Mass Media in Bahrain
The media situation in Bahrain is characterized by the country being small, with a limited market, and the ruling royal family (al-Khalifa) having increasingly cut down on human rights, including freedom of speech. The austerity measures, which also hit the media, have intensified following the Arab Spring and the uprising in Bahrain in 2011-2012.
Equally full, Bahrain has a complex media offering, with several newspapers and radio stations, while television, including satellite broadcasts abroad, is popular. The Internet is widespread, but there are restrictions on its use.
Until 1971, when Bahrain became independent, the country was a British protectorate. The first media was started under British rule. The first newspaper was Jaridat al-Bahrain, which was published in the years 1939-1944. The country’s oldest newspaper that still comes out was established much later, in 1976: Akhbar al-Khaleej. The first radio station was established by the British in 1940, as a counterbalance to Nazi- friendly programs from other stations in the region during World War II: the Bahrain Broadcasting Station. This aired until 1945. In 1955, Radio Bahrain started as an official radio station.
With the independence in 1971, the media situation changed, among other things, by the establishment of a state broadcaster, Bahrain Radio and Television Corporation (BRTC). Then television also started, with the first broadcasts in 1973.
According to Digopaul, Bahrain has three Arabic-language daily newspapers. Akhbar al-Khaleej is the largest, followed by Al-Ayam and Al-Bilad. All three are privately owned, but closely linked to the authorities. Two of these have an English-language sister issue: Akhbar al-Khaleej with the Gulf Daily News; al-Ayam with the Daily Tribune. All are published in the capital Manama. Newspapers are also published in Malayalam, for the large group of guest workers from India. In 2002, an opposition actor, Mansoor al-Jamri, was allowed to publish a standalone newspaper, al-Wasat. This was a step in showing greater freedom of the press, after the media laws were liberalized in 2002, but in 2017 it was banned by the authorities, after first being closed in 2015.

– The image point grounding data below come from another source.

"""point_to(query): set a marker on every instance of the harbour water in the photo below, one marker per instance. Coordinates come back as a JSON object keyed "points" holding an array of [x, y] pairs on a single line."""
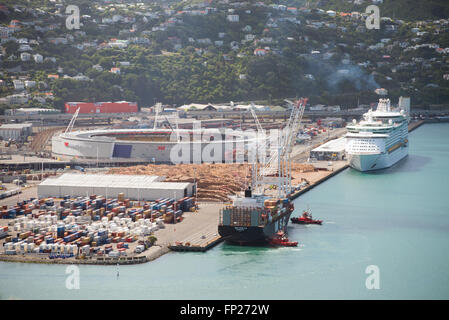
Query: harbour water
{"points": [[396, 219]]}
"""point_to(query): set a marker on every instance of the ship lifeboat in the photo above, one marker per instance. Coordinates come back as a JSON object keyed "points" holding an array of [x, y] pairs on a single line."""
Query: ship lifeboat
{"points": [[306, 218], [282, 240]]}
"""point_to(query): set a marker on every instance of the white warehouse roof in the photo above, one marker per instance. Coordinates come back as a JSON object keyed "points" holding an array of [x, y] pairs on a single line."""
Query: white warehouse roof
{"points": [[134, 187], [336, 145]]}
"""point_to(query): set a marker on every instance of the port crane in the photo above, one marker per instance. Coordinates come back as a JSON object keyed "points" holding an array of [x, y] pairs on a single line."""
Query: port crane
{"points": [[279, 162]]}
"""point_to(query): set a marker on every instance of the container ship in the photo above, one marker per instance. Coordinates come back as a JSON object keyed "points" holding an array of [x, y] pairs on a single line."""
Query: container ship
{"points": [[258, 218], [254, 219], [379, 140]]}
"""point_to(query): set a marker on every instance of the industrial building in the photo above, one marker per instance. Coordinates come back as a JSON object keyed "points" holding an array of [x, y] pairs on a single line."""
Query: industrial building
{"points": [[16, 131], [331, 150], [134, 187], [101, 107]]}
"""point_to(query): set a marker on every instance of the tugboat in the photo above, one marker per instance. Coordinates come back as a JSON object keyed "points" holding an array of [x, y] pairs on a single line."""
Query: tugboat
{"points": [[306, 218], [282, 240]]}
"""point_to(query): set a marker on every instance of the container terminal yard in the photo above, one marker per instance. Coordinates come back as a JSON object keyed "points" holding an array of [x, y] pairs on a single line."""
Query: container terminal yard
{"points": [[87, 207]]}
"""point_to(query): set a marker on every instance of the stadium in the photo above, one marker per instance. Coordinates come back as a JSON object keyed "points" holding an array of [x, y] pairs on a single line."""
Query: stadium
{"points": [[155, 145]]}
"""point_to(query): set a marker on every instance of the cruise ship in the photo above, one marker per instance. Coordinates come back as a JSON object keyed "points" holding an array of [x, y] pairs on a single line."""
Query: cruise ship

The state broadcaster BRTC operates six national television networks. Foreign satellite stations are also available, and al-Jazeera (Qatar) and al-Arabiya (Saudi Arabia) in particular are central to the news access. A private satellite station that began broadcasting from Manama, al-Arab TV, in 2015, was closed just hours after opening, under the pretext that it lacked the necessary permits. An opposition station, LuaLua TV, operates from London. Al-Maaref is a private religious satellite station established in 2007.
In addition to several state radio stations operates a private, targeted at guest workers from India: Voice FM. Bahrain is the base for the United States’ fifth naval fleet, and American Forces Network Bahrain broadcasts programs aimed at this force. The first private radio station, Sawt al-Ghad, was shut down in 2006 by the authorities for violating regulatory regulations.
There are many online publications, including Bahrain Mirror and Bahrain Online. The human rights group Bahrain Center for Human Rights also contributes to the news through its online channels.
Bahrain has a modern telecommunications sector, and virtually the entire population is connected to the Internet. Social media is widespread, with Facebook being the most important channel on which over half of the population is subscribed. Social media, and not least bloggers, are also being followed by the authorities.
As in other countries where there was an uprising during the Arab Spring, social media in Bahrain was also used to disseminate information and to mobilize participation in demonstrations. In particular, Bahrain’s Shiites (who constitute a majority, while the ruling elite are Sunnis) have used social media.
Bahrain, especially after the uprising in 2011–2012, has tightened on human rights; including freedom of speech and press. The use of the internet is controlled and partly monitored by the authorities, including by periodically reducing the speed of the network.